The test program (`main.rs`) will take the input, convert it into a regex pattern / input and then run some, run the
scanner, then run sanity checks / asserts on the result.
By default, the `hyperscan` feature of the fuzz tester is enabled, which allowing comparing the results against
Hyperscan. To run the fuzz tester without this (on architectures that don't support Hyperscan) disable the feature
with `--no-default-features`
## How to run
- Install AFL (`cargo install cargo-afl`).
- You may need to run `cargo-afl afl system-config` (You will get an error when running if this is needed)
- Add any additional starting inputs as desired to `inputs.txt`. These should all be VALID inputs. This helps AFL find "

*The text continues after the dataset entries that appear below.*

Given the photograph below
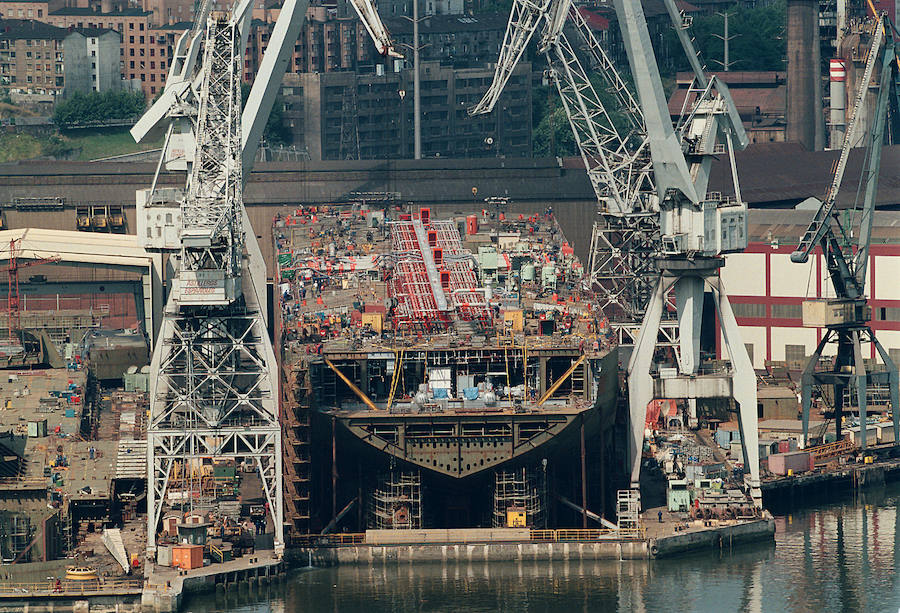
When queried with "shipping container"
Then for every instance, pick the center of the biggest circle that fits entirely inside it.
(187, 557)
(37, 429)
(796, 461)
(885, 432)
(164, 555)
(871, 435)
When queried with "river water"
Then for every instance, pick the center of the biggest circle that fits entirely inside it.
(836, 557)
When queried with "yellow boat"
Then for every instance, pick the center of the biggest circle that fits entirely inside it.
(81, 573)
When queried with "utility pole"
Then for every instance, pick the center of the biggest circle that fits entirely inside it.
(726, 65)
(417, 98)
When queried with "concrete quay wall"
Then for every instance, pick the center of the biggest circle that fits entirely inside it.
(472, 552)
(726, 536)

interesting" inputs faster. Each line is treated as a separate input. Do not modify files in the `in/` directory,
those are generated automatically.
- Run the fuzzer with `./run_fuzz.sh`. This will run forever. Just let it run for as long as you are willing (it could
take hours or days to find a crash).
- For an explanation of what the status screen means, you can read more about it
here: https://lcamtuf.coredump.cx/afl/status_screen.txt
- the `out` directory will be populated with any issues found. The `crashes` or `hangs` directory inside here will
contain files of the input used to cause the failure.
- If any crashes are unique / currently unknown, open a Jira issue for the issue.
## Troubleshooting / Known issues
- If you get an error about "on-demand CPU frequency scaling" and don't want to follow the instructions to fix it, you
can just set the `AFL_SKIP_CPUFREQ` environment variable to `true` to skip this step. Fuzzing will be a bit slower.
- The scripts provided only run AFL on a single core. This can be improved in the future to utilize more cores.